The Shapiro-Wilk test was used to determine the normality of the data. The Student’s t-test and ANOVA were used to compare the mean score of the patterns according sociodemographic characteristics (sex, age group, time of classes [morning or afternoon], type of school [municipal or state-run], region of the city, skin color, economic class and parents’ schooling). The chi-square test was used to compare the proportion of adolescents in different strata of nutritional status, level of physical activity, sedentary behavior, lipid profile and inflammatory profile according to dietary patterns.

To analyze associations between dietary patterns and the characteristics of the adolescents, the tertiles of the pattern scores were determined and dichotomized; the third tertile indicated greater adherence to a given pattern and the other tertiles were considered the reference category. Logistic regression analysis was performed to evaluate the associations of interest. In the adjusted model, variables were selected using the stepwise method. The goodness-of-fit of the model was checked using the Hosmer-Lemeshow test. The level of significance was set to 5% (p<0.05) for all tests. All analyses were performed using the Stata 13.0 program (StataCorp LP, College Station, USA).

Ethical aspects

The LONCAAFS study received approval from the Human Research Ethics Committee of the Center for Health Sciences of the Federal University of Paraíba. The volunteers and their legal guardians received clarifications regarding the objectives of the study and signed a statement of informed consent. The present study received approval from the Human Research Ethics Committee of the School of Public Health of the University of São Paulo.

Results

The final sample was composed of 1,438 adolescents, 53% of whom were girls and 44% were 11 years of age. Most declared themselves non-white (81%) and belonged to economic class C (58%). Approximately 32% were classified with excess weight. One-third (33%) was classified as physically inactive and 77% were classified as having sedentary behavior.

Three eating patterns were found. The first was denominated “Traditional”, which was characterized by high positive factor loadings for the group of base foods (rice, corn-based couscous and tubers), beans and meat as well as a negative factor loading for soup. The second group was denominated “Snacks”, which was characterized by processed meats, butter, margarine, bread, crackers, cheese, coffee and tea. The third group was denominated “Western”, which was characterized by sweets, pastries and chips/crisps, sweetened beverages and cheese (Table 1).

Table 1
Dietary patterns of adolescents in João Pessoa, Brazil, 2014.

The “Traditional” pattern was more frequent among boys and students at schools located in the southern and western portions of the city of João Pessoa.
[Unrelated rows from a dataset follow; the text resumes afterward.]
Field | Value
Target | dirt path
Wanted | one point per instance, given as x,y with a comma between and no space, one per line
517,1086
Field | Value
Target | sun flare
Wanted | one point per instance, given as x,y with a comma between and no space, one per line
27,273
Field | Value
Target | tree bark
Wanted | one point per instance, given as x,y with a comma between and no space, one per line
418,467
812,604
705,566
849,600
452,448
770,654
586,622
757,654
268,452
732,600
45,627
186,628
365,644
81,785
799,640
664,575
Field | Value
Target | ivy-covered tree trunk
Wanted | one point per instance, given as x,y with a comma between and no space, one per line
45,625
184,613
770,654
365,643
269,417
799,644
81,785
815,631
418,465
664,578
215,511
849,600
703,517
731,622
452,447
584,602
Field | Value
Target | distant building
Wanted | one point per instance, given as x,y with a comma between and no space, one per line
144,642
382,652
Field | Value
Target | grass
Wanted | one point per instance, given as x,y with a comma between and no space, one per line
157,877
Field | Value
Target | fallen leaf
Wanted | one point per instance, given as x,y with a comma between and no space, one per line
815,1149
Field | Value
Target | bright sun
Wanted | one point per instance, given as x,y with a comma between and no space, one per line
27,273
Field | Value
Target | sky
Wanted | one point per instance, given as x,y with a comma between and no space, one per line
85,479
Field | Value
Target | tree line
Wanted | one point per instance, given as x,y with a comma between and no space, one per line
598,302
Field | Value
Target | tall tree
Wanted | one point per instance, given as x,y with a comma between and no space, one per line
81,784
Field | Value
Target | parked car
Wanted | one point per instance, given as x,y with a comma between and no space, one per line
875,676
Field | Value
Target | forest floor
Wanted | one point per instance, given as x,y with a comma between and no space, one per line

The “Snacks” pattern was more frequent among boys, individuals between 12 and 14 years of age, students at schools in the southern and western portions of the city, those who studied in the afternoon, those whose mother’s had a lower level of schooling, those in economic classes C and D and physically active individuals. The “Western” pattern was more frequent among white adolescents, those whose fathers had a higher level of schooling, those in the highest economic classes (A e B), those classified as physically active and those with more than two hours of sedentary behavior per day (Table 2).

Table 2
Scores of dietary patterns according to sociodemographic characteristics, sedentary behavior and physical activity among adolescents in João Pessoa, Brazil, 2014.
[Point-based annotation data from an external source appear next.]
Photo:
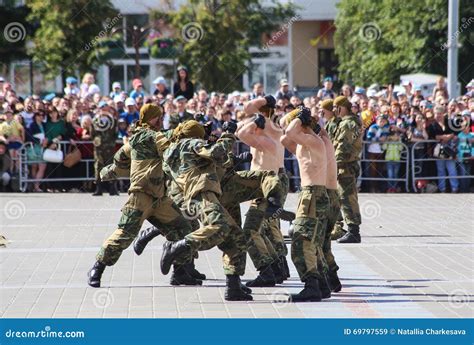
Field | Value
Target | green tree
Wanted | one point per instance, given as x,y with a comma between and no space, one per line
215,37
377,41
72,33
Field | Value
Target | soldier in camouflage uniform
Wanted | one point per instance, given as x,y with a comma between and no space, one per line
311,217
104,135
147,200
191,162
332,122
263,136
348,146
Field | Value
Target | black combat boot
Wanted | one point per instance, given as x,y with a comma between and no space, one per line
95,274
233,291
193,272
285,267
98,188
324,287
276,210
277,271
180,276
144,237
171,250
113,188
310,293
352,235
266,278
334,282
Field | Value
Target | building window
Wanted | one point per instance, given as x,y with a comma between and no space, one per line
327,64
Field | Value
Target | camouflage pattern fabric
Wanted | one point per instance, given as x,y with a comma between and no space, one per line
347,189
146,173
103,135
329,262
160,212
309,228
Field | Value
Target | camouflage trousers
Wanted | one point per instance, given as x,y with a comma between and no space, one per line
309,229
160,212
217,229
265,240
329,262
102,157
347,188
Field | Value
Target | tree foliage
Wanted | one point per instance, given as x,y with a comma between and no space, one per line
377,41
71,33
216,35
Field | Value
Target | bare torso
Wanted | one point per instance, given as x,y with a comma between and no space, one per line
269,159
312,162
The majority of adolescents with adiposity (waist/height ratio) below the median was in the third tertile of the “Traditional” pattern, demonstrating greater adherence to this pattern (p=0.05). Likewise, the majority of adolescents with LDL in the normal range was in the third tertile of this same pattern (p=0.03) (Table 3).

Table 3
Tertiles of dietary patterns according to nutritional status, adiposity, lipid profile and inflammatory marker among adolescents in João Pessoa, Brazil, 2014.
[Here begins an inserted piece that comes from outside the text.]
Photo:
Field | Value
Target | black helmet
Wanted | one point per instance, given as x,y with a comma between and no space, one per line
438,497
The “Traditional” pattern was positively associated with age between 12 and 14 years (OR=1.44; 95%CI: 1.07 to 1.94) and inversely associated with the female sex (OR=0.65; 95%CI: 0.48 to 0.87), adiposity above the median for the population (OR=0.61; 95%CI: 0.45 to 0.82) and altered LDL (OR=0.71; 95%CI: 0.51 to 0.98) (Table 4).

Table 4
Dietary patterns and associated factors among adolescents in João Pessoa, Brazil, 2014.

The “Snacks” pattern was positively associated with age between 12 and 14 years (OR=1.64; 95%CI: 1.29 to 2.08), economic class C (OR=1.39; 95%CI: 1.08 to 1.80) and economic class D/E (OR=2.62; 95%CI: 1.52 to 4.53). This pattern was also inversely associated with the female sex (OR=0.60; 95%CI: 0.47 to 0.77) (Table 4).

The “Western” pattern was positively associated with age between 12 and 14 years (OR=1.53; 95%CI: 1.15 to 2.03) and adolescents whose fathers had a complete high school education or higher (OR=1.89; 95%CI: 1.37 to 2.60). Moreover, this pattern was inversely associated with adolescents with excess weight (OR=0.76; 95%CI: 0.41 to 0.99) and those classified as physically inactive (OR=0.67; 95%CI: 0.49 to 0.92) (Table 4).

Discussion

In the present study, we identified three dietary patterns among adolescent students in the city of João Pessoa, denominated “Traditional”, “Snacks” and “Western”. The “Traditional” pattern was composed of foods from the traditional diet of northeastern Brazil, such as rice, beans, cassava and corn-based couscous. The “Snacks” pattern was characterized by the consumption of bread, butter, margarine, cheese, processed meats and coffee and the “Western” pattern was characterized by the consumption of energy-dense, nutrient-poor foods.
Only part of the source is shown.